Steve Novick, shown in 2008, was the campaign spokesman for measures 66 and 67, which passed in Oregon last fall. Novick says that Oregonians voted for the measures because they decided to protect public safety, social services — and the middle class.
Steve Novick, shown in 2008, was the campaign spokesman for measures 66 and 67, which passed in Oregon last fall. Novick says that Oregonians voted for the measures because they decided to protect public safety, social services — and the middle class. Don Ryan/AP
The Obama administration is floating the idea of increasing taxes on families earning more than $250,000 a year.
Last year, the state of Oregon did something similar.
It didn't generate quite as much money as expected — but it did generate plenty of resentment.
'A Pretty Historic Win'
On election night 2010, Oregonians voted to increase income taxes on people making over $125,000 a year, and to increase corporate taxes.

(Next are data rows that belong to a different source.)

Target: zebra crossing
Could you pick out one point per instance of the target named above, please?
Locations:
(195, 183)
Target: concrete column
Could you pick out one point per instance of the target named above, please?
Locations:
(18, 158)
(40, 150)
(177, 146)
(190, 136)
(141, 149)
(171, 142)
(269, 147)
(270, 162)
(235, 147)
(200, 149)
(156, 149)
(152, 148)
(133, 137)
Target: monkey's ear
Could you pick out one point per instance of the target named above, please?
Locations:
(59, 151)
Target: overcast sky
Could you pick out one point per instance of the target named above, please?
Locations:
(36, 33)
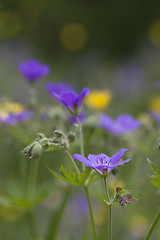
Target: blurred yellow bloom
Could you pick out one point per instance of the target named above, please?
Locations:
(9, 107)
(154, 104)
(98, 100)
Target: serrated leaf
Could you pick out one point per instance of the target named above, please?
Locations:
(73, 178)
(155, 169)
(156, 181)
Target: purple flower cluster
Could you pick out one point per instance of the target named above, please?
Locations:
(101, 162)
(32, 70)
(123, 124)
(14, 118)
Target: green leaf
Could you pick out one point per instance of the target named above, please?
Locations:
(155, 169)
(156, 181)
(72, 177)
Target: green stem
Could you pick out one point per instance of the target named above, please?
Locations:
(153, 225)
(110, 210)
(32, 182)
(91, 213)
(81, 139)
(32, 224)
(81, 136)
(106, 187)
(73, 162)
(110, 223)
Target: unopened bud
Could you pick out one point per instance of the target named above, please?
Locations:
(37, 151)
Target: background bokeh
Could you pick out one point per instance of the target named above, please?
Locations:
(111, 45)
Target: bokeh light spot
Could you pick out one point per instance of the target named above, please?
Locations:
(98, 100)
(154, 104)
(73, 36)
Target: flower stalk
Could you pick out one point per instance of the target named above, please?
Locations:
(91, 213)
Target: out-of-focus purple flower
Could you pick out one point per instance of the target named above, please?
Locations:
(32, 70)
(80, 116)
(57, 88)
(156, 116)
(14, 118)
(71, 100)
(123, 124)
(101, 162)
(158, 84)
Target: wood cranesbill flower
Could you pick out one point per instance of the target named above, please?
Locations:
(71, 100)
(57, 88)
(32, 70)
(101, 162)
(123, 124)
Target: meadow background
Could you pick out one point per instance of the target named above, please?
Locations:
(111, 45)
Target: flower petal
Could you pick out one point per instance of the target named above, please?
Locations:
(120, 163)
(82, 159)
(95, 158)
(115, 158)
(82, 94)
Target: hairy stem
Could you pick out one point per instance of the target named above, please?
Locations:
(73, 162)
(32, 224)
(91, 213)
(110, 210)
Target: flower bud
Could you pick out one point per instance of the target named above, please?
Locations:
(71, 137)
(37, 151)
(58, 133)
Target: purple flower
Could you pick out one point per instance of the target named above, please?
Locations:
(32, 70)
(57, 88)
(71, 100)
(14, 118)
(123, 124)
(80, 116)
(101, 162)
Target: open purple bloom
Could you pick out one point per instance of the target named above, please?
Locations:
(32, 70)
(57, 88)
(71, 100)
(81, 116)
(101, 162)
(123, 124)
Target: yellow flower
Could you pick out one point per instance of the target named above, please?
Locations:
(10, 107)
(98, 100)
(154, 104)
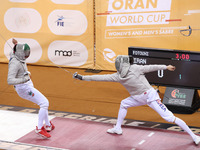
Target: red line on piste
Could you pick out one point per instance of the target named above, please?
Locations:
(173, 20)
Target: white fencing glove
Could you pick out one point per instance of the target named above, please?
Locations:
(77, 76)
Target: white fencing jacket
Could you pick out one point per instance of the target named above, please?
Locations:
(135, 81)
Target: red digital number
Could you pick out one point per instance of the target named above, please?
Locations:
(177, 56)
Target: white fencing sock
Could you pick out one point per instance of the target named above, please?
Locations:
(121, 115)
(43, 116)
(184, 126)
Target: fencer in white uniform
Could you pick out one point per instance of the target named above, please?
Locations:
(19, 76)
(132, 77)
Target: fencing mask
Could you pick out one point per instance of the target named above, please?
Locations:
(122, 64)
(21, 51)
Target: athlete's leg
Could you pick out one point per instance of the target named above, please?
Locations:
(162, 110)
(125, 104)
(33, 95)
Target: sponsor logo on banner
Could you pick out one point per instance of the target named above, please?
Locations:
(67, 53)
(109, 55)
(36, 50)
(23, 1)
(138, 12)
(60, 21)
(24, 20)
(67, 22)
(176, 94)
(67, 1)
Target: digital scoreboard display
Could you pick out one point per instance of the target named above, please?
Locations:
(187, 63)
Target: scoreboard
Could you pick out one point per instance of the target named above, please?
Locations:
(187, 63)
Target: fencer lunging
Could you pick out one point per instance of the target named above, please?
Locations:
(19, 76)
(132, 77)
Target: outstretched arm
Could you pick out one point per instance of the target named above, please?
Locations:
(108, 77)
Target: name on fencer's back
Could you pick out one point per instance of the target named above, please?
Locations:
(140, 53)
(63, 53)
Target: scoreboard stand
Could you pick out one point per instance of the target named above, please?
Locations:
(181, 100)
(182, 85)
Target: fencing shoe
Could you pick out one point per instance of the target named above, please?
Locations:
(42, 132)
(197, 140)
(49, 128)
(115, 131)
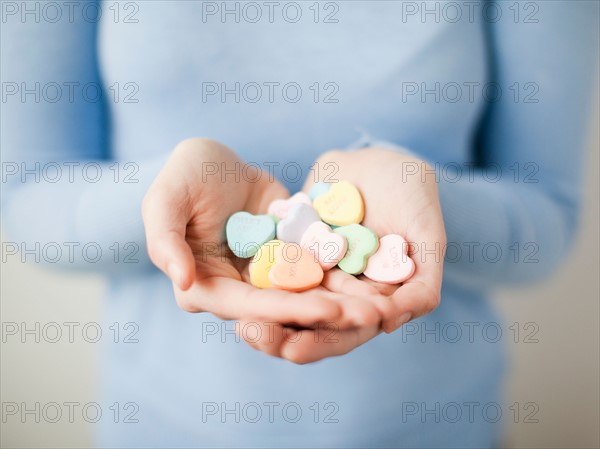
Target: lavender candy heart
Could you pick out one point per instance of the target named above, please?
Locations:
(300, 216)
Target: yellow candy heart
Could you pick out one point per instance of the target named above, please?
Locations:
(342, 205)
(261, 264)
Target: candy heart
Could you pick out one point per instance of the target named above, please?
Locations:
(362, 243)
(246, 233)
(280, 208)
(318, 189)
(326, 246)
(300, 216)
(261, 264)
(341, 206)
(295, 269)
(390, 264)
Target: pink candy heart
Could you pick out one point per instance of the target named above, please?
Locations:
(391, 263)
(326, 246)
(280, 208)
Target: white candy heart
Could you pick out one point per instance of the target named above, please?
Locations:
(280, 208)
(300, 216)
(391, 263)
(327, 247)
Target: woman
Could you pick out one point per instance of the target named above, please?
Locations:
(491, 102)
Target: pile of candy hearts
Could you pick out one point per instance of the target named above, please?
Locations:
(305, 235)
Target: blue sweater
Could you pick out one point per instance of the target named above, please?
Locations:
(495, 95)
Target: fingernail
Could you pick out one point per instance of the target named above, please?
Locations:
(403, 319)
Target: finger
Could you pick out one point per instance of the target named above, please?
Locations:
(313, 345)
(232, 299)
(383, 289)
(421, 293)
(165, 213)
(338, 281)
(266, 337)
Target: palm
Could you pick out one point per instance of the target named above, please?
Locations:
(185, 212)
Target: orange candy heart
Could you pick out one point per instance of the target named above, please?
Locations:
(295, 269)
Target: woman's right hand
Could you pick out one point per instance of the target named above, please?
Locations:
(185, 212)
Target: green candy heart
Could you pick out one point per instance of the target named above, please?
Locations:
(246, 233)
(362, 243)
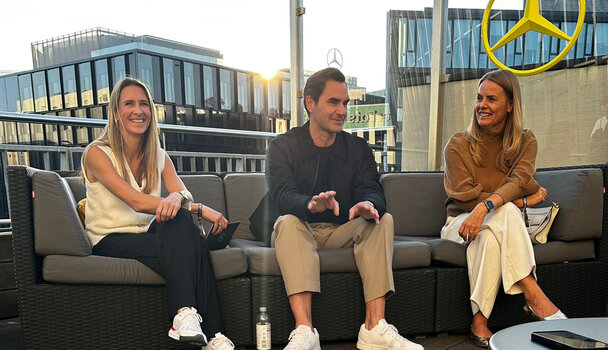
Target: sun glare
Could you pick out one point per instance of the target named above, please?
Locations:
(268, 73)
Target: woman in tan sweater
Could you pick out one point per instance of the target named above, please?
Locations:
(489, 171)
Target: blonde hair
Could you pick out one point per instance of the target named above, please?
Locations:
(513, 132)
(112, 136)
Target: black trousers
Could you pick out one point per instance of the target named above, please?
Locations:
(175, 250)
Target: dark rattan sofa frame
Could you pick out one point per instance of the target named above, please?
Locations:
(114, 316)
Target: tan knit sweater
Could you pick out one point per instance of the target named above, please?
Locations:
(467, 184)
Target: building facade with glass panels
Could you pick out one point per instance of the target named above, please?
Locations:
(188, 88)
(576, 79)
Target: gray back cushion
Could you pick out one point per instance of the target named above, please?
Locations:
(416, 201)
(579, 193)
(57, 227)
(243, 194)
(77, 186)
(207, 189)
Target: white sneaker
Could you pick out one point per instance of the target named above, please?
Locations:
(219, 342)
(384, 336)
(303, 338)
(187, 327)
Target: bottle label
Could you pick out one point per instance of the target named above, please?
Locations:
(264, 341)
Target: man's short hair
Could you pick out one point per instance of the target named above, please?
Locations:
(316, 83)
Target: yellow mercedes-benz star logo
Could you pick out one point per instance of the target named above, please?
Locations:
(532, 20)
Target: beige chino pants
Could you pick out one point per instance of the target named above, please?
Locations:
(296, 244)
(502, 252)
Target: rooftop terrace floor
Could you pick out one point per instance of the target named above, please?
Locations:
(10, 340)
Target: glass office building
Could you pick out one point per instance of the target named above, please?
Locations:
(75, 73)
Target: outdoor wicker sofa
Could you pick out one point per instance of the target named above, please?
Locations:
(71, 299)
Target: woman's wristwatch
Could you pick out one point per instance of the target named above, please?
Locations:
(184, 194)
(196, 208)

"It is my great honor and delight to be able to tell you that tonight the voters of the great state of Oregon decided to protect education," said campaign spokesman Steve Novick.
Fighting over the cheers, Novick went on to say Oregonians decided to protect public safety, social services — and the middle class.
"The campaign in Oregon was a pretty historic win," says Kevin Looper, who directed the effort to pass the taxes. "I mean, since 1930, we had not succeeded on a statewide tax vote. And the electoral history is quite literally littered with defeats."
Groups have tried and failed in Oregon to create a sales tax — nine times.
But in the case of this tax, Oregonians agreed. And that, says Looper, caught the attention of many states, and the Obama administration.
"After the campaign, the White House called and said, 'Hey, we'd like you to come back and talk to us a little bit about how the campaign went,' " he says.
Looper shared his strategy and public research. But the main question everyone had was: How did you do it?
"The great eureka moment was realizing that, you know what, in voters' minds, this battle is not left-right. It's up-down," Looper says. "You know, it's class war when we're cutting Medicare. It's class war when we're cutting teachers out of our public schools."
Looper says research showed Oregonians had a keen sense that the wealthiest folks weren't doing their fair share. And the campaign to pass ballot measures 66 and 67 made use of that sense — with ads picturing executives walking off private jets and well-dressed couples sipping champagne.
"It's easy to show a big fat cat and drum up a little animosity to him. But it's the wrong way to do it," says Marty Kehoe, a prominent Portland real estate developer and a wealthy man.
He says taxing the rich is all well and good, but over the past couple of years, the city, the county and now the state have all taken a slice — and in the long run, he says, it's hurting the area.
"We need an economic base in order to make Oregon and Portland livable," Kehoe says. "But when you bring in [bills] like measure 66 and 67, do those themselves cause the exodus of successful people and business people from Oregon? The answer is no. But they are the straw that breaks the camel's back."
He says hundreds of Oregonians have crossed the Columbia River to live in Washington.
Capital Gains Down
But wherever you stand on taxing the rich, Oregon's coffers did not get all the money it expected. The state projected an extra $180 million, but only $130 million materialized.
Chris Allanach, an economist with Oregon's revenue office, says the numbers aren't detailed enough to say the loss was because richer Oregonians moved out of state. But what he can say is that capital gains were down almost 60 percent.
"It certainly could be that people saw the rates in 2009, or what they might be, and then decided not to realize some of those gains," Allanach says.
So, some people saw the tax coming and delayed selling stock or other investments.
There could be other reasons the tax didn't make the money expected — the recession was deeper than thought, and maybe Allanach's economic prediction models were a little off.